No REsp 2.086.214/SP, julgado pela Sexta Turma em junho de 2025, o Superior Tribunal de Justiça enfrentou duas questões que há tempos incomodam os operadores do direito: quando uma confissão informal vale como atenuante? E o que realmente configura uma associação criminosa no tráfico de drogas?
O peso das palavras não ditas em juízo
Carlos Alberto da Silva estava na encruzilhada clássica do processo penal brasileiro. Segundo os policiais, confessara informalmente sua participação no tráfico no momento da prisão. Em juízo, calou-se ou negou. O tribunal de origem não reconheceu a atenuante da confissão espontânea. O STJ, porém, desenhou uma fronteira mais sutil.
A Sexta Turma estabeleceu que a confissão informal — aquela sussurrada no calor da abordagem policial — só gera direito à atenuação quando o julgador a utiliza expressamente como fundamento da condenação. Não basta estar transcrita nos autos como mero eco do depoimento policial. É preciso que tenha peso, densidade, influência decisória.
A lógica é cristalina: se o juiz considera a confissão informal relevante o suficiente para condenar, deve também considerá-la relevante o suficiente para atenuar. Há aqui um princípio de coerência que transcende tecnicismos — quem se beneficia do aspecto incriminador não pode ignorar o aspecto atenuante da mesma declaração.
A quantidade que não faz a qualidade criminal
Mais provocativa ainda foi a decisão sobre associação para o tráfico. Os números impressionavam: mais de cinco quilos de maconha, quase três quilos de cocaína, dezenas de porções de crack. Uma pequena farmácia clandestina que, na lógica simplista, evidenciaria a organização criminosa.
O STJ, contudo, recusou-se a sucumbir à sedução dos números. Absolveu Carlos Alberto e seus comparsas do crime associativo, fixando tese que pode ecoar por anos: a quantidade de drogas, por mais expressiva que seja, não substitui a prova da estabilidade e permanência da associação criminosa.
É preciso mais que o flagrante eloquente. É preciso demonstrar o vínculo que transcende o momento da apreensão — a rede que se articula no tempo, a estrutura que se perpetua, a organização que sobrevive aos percalços policiais. Sem essa prova contextual, resta apenas concurso de agentes para um tráfico isolado.
A filosofia oculta da decisão
Por trás da técnica jurídica, esconde-se uma escolha filosófica fundamental sobre os limites do poder punitivo. Quando o STJ exige provas concretas de estabilidade associativa, está dizendo que o Estado não pode presumir a organização criminosa a partir de meros indícios quantitativos. A quantidade de drogas fala sobre a gravidade do ato, não sobre a natureza da associação.

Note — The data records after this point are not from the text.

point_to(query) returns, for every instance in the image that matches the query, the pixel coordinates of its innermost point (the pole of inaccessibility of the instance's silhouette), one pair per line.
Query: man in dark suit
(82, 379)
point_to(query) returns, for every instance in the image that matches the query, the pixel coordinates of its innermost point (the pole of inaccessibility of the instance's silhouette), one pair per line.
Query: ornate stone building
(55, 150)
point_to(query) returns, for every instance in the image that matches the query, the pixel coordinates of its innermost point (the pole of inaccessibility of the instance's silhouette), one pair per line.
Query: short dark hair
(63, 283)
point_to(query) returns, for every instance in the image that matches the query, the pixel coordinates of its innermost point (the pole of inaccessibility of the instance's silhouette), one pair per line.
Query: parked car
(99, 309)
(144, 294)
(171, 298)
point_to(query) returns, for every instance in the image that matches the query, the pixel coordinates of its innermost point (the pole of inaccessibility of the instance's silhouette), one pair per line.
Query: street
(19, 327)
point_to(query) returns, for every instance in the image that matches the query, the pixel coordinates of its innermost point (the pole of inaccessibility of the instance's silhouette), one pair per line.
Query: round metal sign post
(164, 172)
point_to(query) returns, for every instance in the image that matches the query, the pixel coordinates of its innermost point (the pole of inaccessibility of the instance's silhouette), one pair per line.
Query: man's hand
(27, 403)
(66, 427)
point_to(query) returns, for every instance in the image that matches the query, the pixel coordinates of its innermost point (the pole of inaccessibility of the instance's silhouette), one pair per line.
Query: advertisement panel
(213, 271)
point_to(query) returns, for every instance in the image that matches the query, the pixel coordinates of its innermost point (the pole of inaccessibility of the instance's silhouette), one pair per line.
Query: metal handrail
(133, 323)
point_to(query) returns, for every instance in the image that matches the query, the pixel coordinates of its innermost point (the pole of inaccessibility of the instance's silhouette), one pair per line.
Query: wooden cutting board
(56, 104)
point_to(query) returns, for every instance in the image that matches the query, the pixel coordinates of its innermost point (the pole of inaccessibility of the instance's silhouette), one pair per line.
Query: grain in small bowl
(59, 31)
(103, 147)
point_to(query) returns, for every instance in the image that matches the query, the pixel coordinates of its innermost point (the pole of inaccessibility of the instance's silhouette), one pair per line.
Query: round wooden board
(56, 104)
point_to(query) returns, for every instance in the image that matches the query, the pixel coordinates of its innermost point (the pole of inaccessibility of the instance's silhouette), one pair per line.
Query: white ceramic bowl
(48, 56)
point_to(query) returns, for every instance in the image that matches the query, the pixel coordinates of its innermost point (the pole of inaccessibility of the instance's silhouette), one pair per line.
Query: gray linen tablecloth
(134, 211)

Há aqui ecos da distinção que Giorgio Agamben faz entre potência e ato. A grande apreensão revela a potência lesiva do tráfico, mas não prova, por si só, o ato associativo permanente. Entre ter muito entorpecente e ser uma organização criminosa estável existe um abismo que só pode ser transposto por provas concretas — interceptações telefônicas, depoimentos que revelem hierarquia, evidências de divisão de tarefas ao longo do tempo.
O paradoxo da confissão informal
A solução encontrada pelo STJ para a confissão informal revela um paradoxo típico do processo penal contemporâneo. Reconhecer valor atenuante apenas quando a confissão embasa a condenação cria um incentivo perverso: quanto mais o julgador valoriza a palavra não confirmada do réu para condená-lo, mais deve valorizá-la para atenuá-lo.

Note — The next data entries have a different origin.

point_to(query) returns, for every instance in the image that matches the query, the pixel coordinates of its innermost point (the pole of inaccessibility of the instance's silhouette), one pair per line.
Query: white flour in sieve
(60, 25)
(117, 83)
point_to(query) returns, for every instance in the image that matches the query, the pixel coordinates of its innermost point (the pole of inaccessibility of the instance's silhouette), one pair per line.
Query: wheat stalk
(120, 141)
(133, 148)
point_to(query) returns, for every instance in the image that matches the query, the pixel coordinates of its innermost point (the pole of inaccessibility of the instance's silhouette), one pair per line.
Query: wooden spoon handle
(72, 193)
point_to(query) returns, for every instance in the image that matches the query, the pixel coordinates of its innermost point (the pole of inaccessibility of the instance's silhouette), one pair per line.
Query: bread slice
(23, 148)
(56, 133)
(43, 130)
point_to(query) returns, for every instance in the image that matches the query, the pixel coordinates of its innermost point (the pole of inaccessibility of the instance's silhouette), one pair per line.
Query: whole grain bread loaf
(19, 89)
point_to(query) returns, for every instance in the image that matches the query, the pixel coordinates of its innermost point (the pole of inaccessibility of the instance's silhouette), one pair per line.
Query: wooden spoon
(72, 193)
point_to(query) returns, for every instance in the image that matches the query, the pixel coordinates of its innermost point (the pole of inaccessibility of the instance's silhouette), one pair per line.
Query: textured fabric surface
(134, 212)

É uma lógica de dupla face que expõe a tensão entre garantismo e pragmatismo judicial. O tribunal não ignora a realidade das confissões de momento — muitas vezes mais espontâneas que as formais —, mas estabelece um critério objetivo para sua valoração. Se serve para condenar, deve servir para atenuar.
As Fronteiras Redesenhadas
Esta decisão redefiniu duas fronteiras importantes no direito penal das drogas. A primeira, sobre associação criminosa, eleva o padrão probatório e protege os réus de condenações baseadas em presunções quantitativas. A segunda, sobre confissão informal, cria um mecanismo de compensação que impede o aproveitamento unilateral de declarações extraprocessuais.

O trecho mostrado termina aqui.